Not only that, but repealing the St. Paul Principles without a plan for enforcement won't actually accomplish anything besides a further division within our movement. Even if we repeal the St. Paul Principles, people are still going to act in ways that some people define as violent. People will show up on Saturdays who have never been to a General Assembly and who know nothing about its decisions, or who have been to GA but don't care about its decisions, or who have been to GA and care about abiding by its decisions but, in the heat of the moment, out of fear or anger, do something in violation of GA policy—people within the movement will still act in contradiction to GA decisions whether you endorse the St. Paul Principles or not. On the other hand, if we're serious about enforcing non-violence—if we're serious about policing ourselves in respect to the principles of non-violence, then, one, we have to be a much more organized and more hierarchical and more centralized entity than we currently are, and, two, we'll have to use force, violence and/or the threat of violence, to guarantee that everyone acts in accordance with our principles. And we'll then no longer be a non-violent movement. If you mean to take Ghandi's and MLK's ideas seriously and literally, and if you mean to model a real democratic community and process, then you can't use violence in the name of non-violence and you can't advocate top-down enforcement of General Assembly decisions. The danger here is in re-shaping the concepts of non-violence and democracy into commodity fetishes that are completely void of significant moral and practical meaning.

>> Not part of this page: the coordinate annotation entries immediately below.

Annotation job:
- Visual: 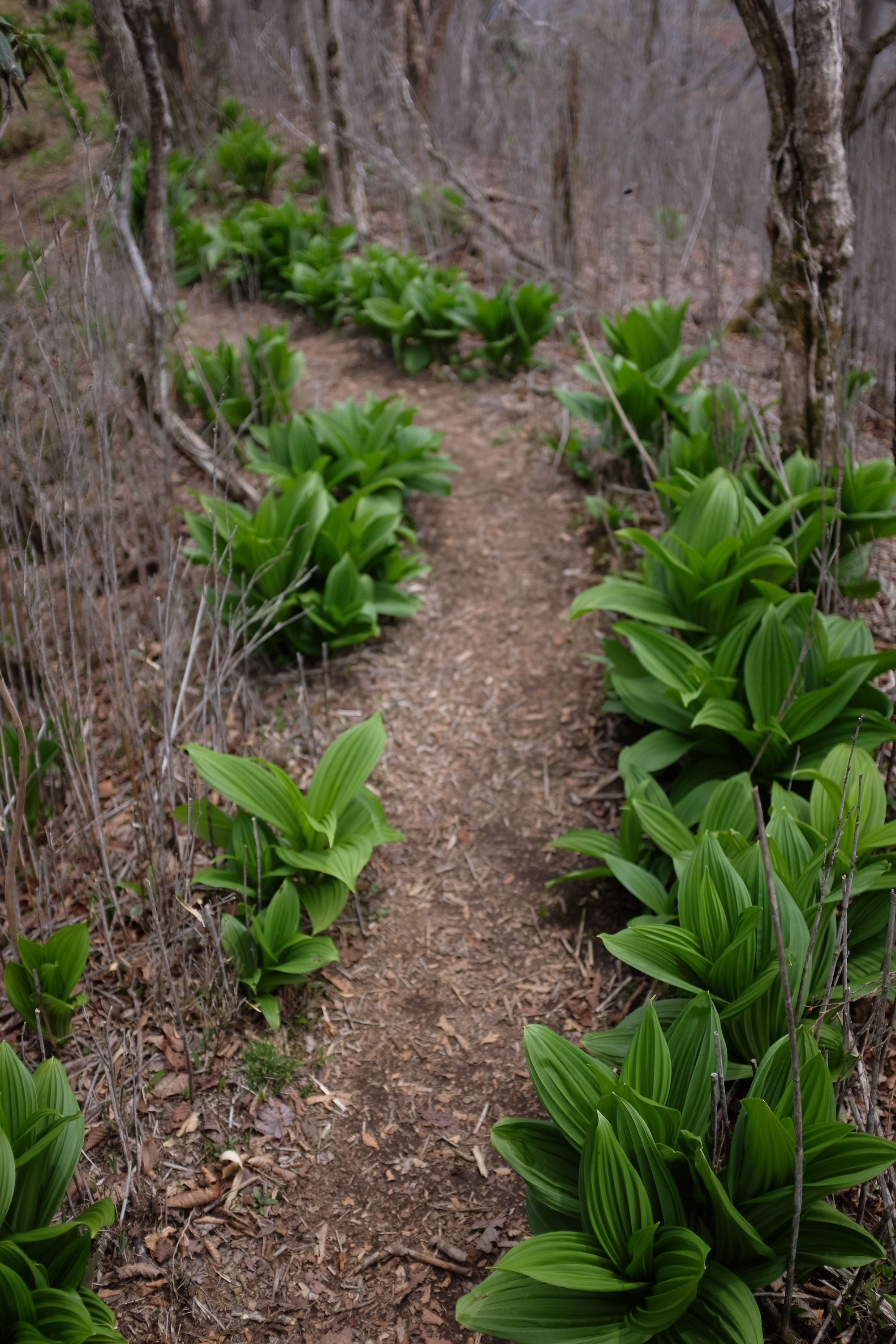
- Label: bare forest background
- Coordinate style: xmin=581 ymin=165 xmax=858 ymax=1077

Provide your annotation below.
xmin=212 ymin=0 xmax=896 ymax=413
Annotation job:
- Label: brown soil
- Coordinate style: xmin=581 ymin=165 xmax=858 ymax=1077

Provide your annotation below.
xmin=70 ymin=304 xmax=645 ymax=1344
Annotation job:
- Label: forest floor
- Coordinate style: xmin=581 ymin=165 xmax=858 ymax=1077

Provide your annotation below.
xmin=82 ymin=302 xmax=645 ymax=1344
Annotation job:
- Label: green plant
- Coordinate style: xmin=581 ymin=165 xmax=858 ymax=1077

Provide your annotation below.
xmin=355 ymin=254 xmax=469 ymax=374
xmin=457 ymin=1011 xmax=896 ymax=1344
xmin=0 ymin=1042 xmax=124 ymax=1344
xmin=655 ymin=206 xmax=688 ymax=243
xmin=130 ymin=140 xmax=196 ymax=239
xmin=175 ymin=323 xmax=305 ymax=429
xmin=203 ymin=196 xmax=336 ymax=294
xmin=48 ymin=0 xmax=93 ymax=38
xmin=3 ymin=923 xmax=90 ymax=1046
xmin=553 ymin=298 xmax=708 ymax=452
xmin=284 ymin=226 xmax=355 ymax=325
xmin=571 ymin=468 xmax=896 ymax=784
xmin=462 ymin=280 xmax=560 ymax=375
xmin=0 ymin=723 xmax=60 ymax=835
xmin=185 ymin=472 xmax=426 ymax=657
xmin=247 ymin=392 xmax=457 ymax=495
xmin=239 ymin=1040 xmax=302 ymax=1097
xmin=175 ymin=714 xmax=403 ymax=1031
xmin=214 ymin=117 xmax=286 ymax=200
xmin=743 ymin=448 xmax=896 ymax=599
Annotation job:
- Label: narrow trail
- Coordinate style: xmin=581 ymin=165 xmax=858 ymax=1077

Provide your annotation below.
xmin=174 ymin=312 xmax=626 ymax=1344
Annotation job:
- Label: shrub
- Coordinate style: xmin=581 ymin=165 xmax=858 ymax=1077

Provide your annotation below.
xmin=215 ymin=117 xmax=286 ymax=200
xmin=457 ymin=1011 xmax=896 ymax=1344
xmin=247 ymin=392 xmax=457 ymax=495
xmin=555 ymin=298 xmax=708 ymax=452
xmin=0 ymin=1042 xmax=124 ymax=1344
xmin=3 ymin=923 xmax=90 ymax=1046
xmin=175 ymin=714 xmax=403 ymax=1031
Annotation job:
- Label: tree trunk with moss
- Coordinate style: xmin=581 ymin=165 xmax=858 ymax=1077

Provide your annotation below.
xmin=736 ymin=0 xmax=853 ymax=457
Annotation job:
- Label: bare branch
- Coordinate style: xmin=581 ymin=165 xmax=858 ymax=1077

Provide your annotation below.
xmin=752 ymin=788 xmax=803 ymax=1335
xmin=735 ymin=0 xmax=797 ymax=148
xmin=0 ymin=675 xmax=28 ymax=961
xmin=844 ymin=19 xmax=896 ymax=136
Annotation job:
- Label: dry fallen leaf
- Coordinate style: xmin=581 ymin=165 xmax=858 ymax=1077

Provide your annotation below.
xmin=152 ymin=1074 xmax=190 ymax=1101
xmin=116 ymin=1258 xmax=159 ymax=1279
xmin=176 ymin=1110 xmax=199 ymax=1138
xmin=253 ymin=1097 xmax=296 ymax=1138
xmin=168 ymin=1185 xmax=220 ymax=1208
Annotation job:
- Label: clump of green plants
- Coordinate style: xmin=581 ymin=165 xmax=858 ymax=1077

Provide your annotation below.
xmin=173 ymin=323 xmax=305 ymax=430
xmin=0 ymin=1042 xmax=125 ymax=1344
xmin=457 ymin=1011 xmax=896 ymax=1344
xmin=175 ymin=714 xmax=403 ymax=1031
xmin=239 ymin=1040 xmax=302 ymax=1097
xmin=214 ymin=116 xmax=286 ymax=200
xmin=47 ymin=0 xmax=93 ymax=38
xmin=463 ymin=280 xmax=560 ymax=376
xmin=185 ymin=472 xmax=427 ymax=657
xmin=571 ymin=468 xmax=896 ymax=785
xmin=3 ymin=923 xmax=90 ymax=1046
xmin=0 ymin=15 xmax=56 ymax=125
xmin=555 ymin=298 xmax=708 ymax=454
xmin=247 ymin=392 xmax=457 ymax=497
xmin=203 ymin=196 xmax=336 ymax=296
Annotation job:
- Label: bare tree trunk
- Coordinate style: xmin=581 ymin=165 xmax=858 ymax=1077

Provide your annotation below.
xmin=298 ymin=0 xmax=348 ymax=224
xmin=417 ymin=0 xmax=454 ymax=116
xmin=93 ymin=0 xmax=217 ymax=148
xmin=551 ymin=47 xmax=582 ymax=274
xmin=736 ymin=0 xmax=853 ymax=456
xmin=321 ymin=0 xmax=370 ymax=238
xmin=643 ymin=0 xmax=662 ymax=66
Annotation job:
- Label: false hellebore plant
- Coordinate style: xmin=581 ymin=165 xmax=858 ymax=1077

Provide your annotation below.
xmin=0 ymin=1042 xmax=125 ymax=1344
xmin=175 ymin=714 xmax=403 ymax=1031
xmin=457 ymin=1011 xmax=896 ymax=1344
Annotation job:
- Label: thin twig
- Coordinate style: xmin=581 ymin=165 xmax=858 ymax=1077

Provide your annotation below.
xmin=752 ymin=786 xmax=803 ymax=1335
xmin=0 ymin=676 xmax=28 ymax=961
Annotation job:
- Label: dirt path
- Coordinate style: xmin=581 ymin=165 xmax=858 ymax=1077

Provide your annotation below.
xmin=118 ymin=323 xmax=634 ymax=1344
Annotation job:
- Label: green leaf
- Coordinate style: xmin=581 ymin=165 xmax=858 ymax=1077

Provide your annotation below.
xmin=619 ymin=1000 xmax=672 ymax=1106
xmin=626 ymin=1227 xmax=709 ymax=1339
xmin=185 ymin=742 xmax=306 ymax=844
xmin=522 ymin=1025 xmax=616 ymax=1150
xmin=0 ymin=1040 xmax=38 ymax=1145
xmin=455 ymin=1271 xmax=631 ymax=1344
xmin=666 ymin=993 xmax=728 ymax=1138
xmin=599 ymin=925 xmax=712 ymax=995
xmin=308 ymin=714 xmax=386 ymax=821
xmin=676 ymin=1261 xmax=763 ymax=1344
xmin=744 ymin=606 xmax=797 ymax=727
xmin=491 ymin=1118 xmax=580 ymax=1218
xmin=579 ymin=1111 xmax=653 ymax=1274
xmin=300 ymin=878 xmax=348 ymax=933
xmin=607 ymin=855 xmax=676 ymax=915
xmin=787 ymin=1203 xmax=887 ymax=1274
xmin=0 ymin=1129 xmax=15 ymax=1227
xmin=569 ymin=578 xmax=702 ymax=630
xmin=494 ymin=1232 xmax=643 ymax=1293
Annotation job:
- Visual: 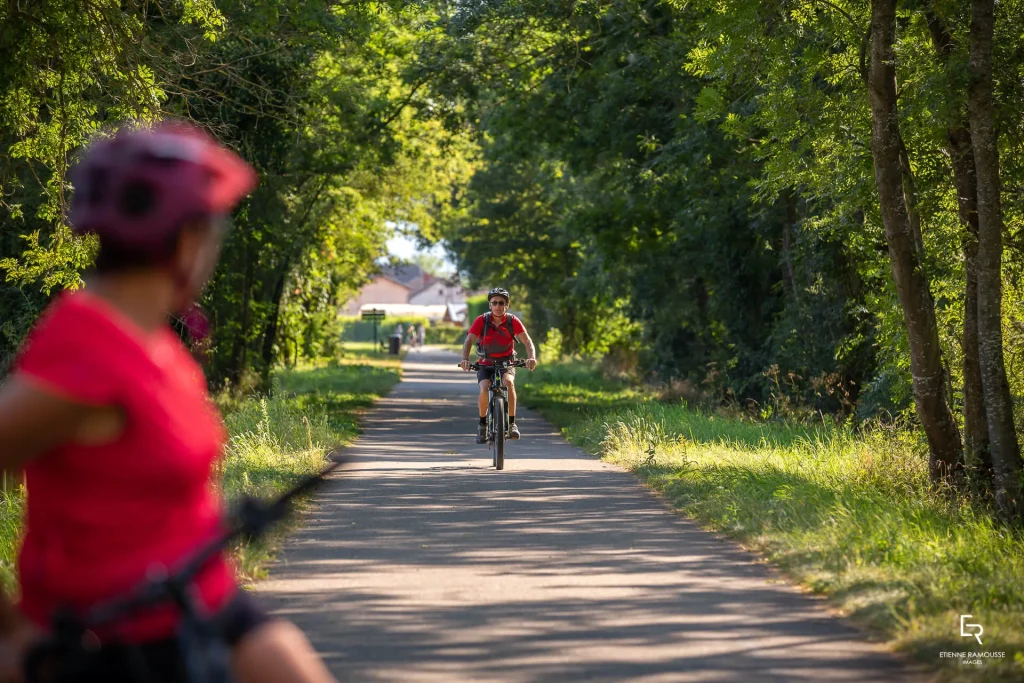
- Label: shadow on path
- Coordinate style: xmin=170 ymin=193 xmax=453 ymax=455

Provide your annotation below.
xmin=258 ymin=352 xmax=910 ymax=682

In my view, the St. Paul Principles offer a way out of the ethical conundrum. The issue of enforcement doesn't have to be altogether avoided, because a top-down, coercive, and centralized program of enforcement isn't the only option. We can enforce the majority of our primary values democratically, through social interaction, which is mainly what we've been doing and precisely what the St. Paul Principles encourage, but no set of principles, be they democratic or non-violent, can be expected to account for every situation we might encounter and to rule over our every behavior. Neither the St. Paul Principles or the principles of non-violence or democracy should be looked upon as absolute and infallible moral commands. Obviously, if a fellow protestor attempts to rape or murder another fellow protestor, then the St. Paul Principles as well as the principles of non-violence and democracy need to be overlooked in order to end the abuse as abruptly and efficiently as possible. The St. Paul Principles, or any principles, shouldn't be seen as mandates for behavior, nor were they intended as such. The St. Paul Principles specifically mean to challenge top-down decision-making and organizing and to empower everyone involved to take direct action in the world around them. They DO NOT advocate violence. True, they allow affinity groups to choose their own courses of action, but not without some form of consensus or direct democracy to decide on goals and tactics. The St. Paul Principles aren't dictates; they are guidelines, however, for continuing the discussion, for existing in unity and camaraderie with each other in spite of our ideological differences, and for allowing those of us who prize non-violence to continue to practice and promote our values without moral contradiction and without demonizing comrades who think and act differently, which isn't just a more honest and committed non-violent practice but also a much more effective strategy for convincing others to share our values. We need the St. Paul Principles, that is, to prevent the precise kinds of divisions we've seen from recent efforts to have the principles repealed.